We know that Microsoft has integrated Python in SQL Server 2017 to enable rich data analytics capabilities within the database itself. Python is one of the most powerful languages which provides lots of built-in libraries for advanced data analytics and transformations. We can use Python for almost everything from website development to robotics and Data Science. In SQL Server 2017, Python can be used primarily for Machine learning purposes but it is not limited to that only. We can also use Python for complex data transformations and analysis which might be a bit tedious and complex while doing the same using T-SQL in SQL Server.

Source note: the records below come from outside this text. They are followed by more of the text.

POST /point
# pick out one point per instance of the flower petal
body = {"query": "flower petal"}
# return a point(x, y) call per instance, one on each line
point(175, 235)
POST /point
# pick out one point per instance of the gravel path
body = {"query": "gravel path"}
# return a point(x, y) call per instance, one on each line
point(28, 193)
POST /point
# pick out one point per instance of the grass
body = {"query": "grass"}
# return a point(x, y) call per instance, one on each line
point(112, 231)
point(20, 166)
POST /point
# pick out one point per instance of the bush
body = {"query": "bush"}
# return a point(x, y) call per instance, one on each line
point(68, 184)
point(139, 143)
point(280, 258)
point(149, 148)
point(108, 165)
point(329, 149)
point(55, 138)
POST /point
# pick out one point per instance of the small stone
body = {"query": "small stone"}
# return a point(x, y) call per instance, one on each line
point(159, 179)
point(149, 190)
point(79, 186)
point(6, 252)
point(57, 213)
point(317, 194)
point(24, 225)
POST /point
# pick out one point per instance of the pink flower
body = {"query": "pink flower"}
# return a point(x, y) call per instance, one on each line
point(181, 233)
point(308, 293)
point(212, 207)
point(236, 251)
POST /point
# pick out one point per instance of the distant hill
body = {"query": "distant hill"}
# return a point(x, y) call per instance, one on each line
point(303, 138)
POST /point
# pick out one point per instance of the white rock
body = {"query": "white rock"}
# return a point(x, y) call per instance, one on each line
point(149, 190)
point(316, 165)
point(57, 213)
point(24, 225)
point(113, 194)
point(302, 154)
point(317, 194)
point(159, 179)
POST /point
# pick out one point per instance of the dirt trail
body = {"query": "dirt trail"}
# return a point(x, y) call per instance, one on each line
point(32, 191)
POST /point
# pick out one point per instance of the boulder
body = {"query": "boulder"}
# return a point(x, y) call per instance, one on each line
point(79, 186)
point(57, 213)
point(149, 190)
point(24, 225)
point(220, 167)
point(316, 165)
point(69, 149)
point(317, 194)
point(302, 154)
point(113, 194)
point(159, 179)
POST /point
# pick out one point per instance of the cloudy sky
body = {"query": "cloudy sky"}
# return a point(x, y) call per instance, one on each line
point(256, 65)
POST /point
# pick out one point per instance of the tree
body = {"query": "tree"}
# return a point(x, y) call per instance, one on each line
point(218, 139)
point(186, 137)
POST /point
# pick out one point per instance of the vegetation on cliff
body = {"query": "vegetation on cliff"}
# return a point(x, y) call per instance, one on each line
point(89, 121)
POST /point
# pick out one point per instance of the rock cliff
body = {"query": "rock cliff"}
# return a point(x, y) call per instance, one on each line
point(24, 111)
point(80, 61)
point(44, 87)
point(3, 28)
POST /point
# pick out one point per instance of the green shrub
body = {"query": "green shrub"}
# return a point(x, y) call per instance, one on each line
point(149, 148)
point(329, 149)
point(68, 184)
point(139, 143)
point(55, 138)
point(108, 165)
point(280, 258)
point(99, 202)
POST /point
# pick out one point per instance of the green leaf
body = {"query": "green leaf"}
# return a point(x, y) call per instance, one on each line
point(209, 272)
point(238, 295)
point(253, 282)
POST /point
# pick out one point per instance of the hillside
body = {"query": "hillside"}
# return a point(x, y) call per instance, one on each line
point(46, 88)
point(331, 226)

In this post, we will be exploring an use case example of Python for data transformation in SQL Server 2017. If you want to read more about Python and how to use it in SQL Server, you can visit my previous blog post “Why Python and how to use it in SQL Server 2017“. If you want to explore new features of SQL Server 2017, visit this post “SQL Server 2017 New Features“. To know, why you should learn Python, read this stack overflow article “The Incredible Growth of Python“. Now, let’s continue with the Python use case example.
Python use case – Map unequal comma separated values from two columns
In this example, assume that we have a table named “tbl_EmpProjectManagerDetail” with 3 columns which are “EmpName“, “CommaSepProjectNames“, and “CommaSepManagerNames“. Below is the T-SQL script to create the table and to add some sample data in it.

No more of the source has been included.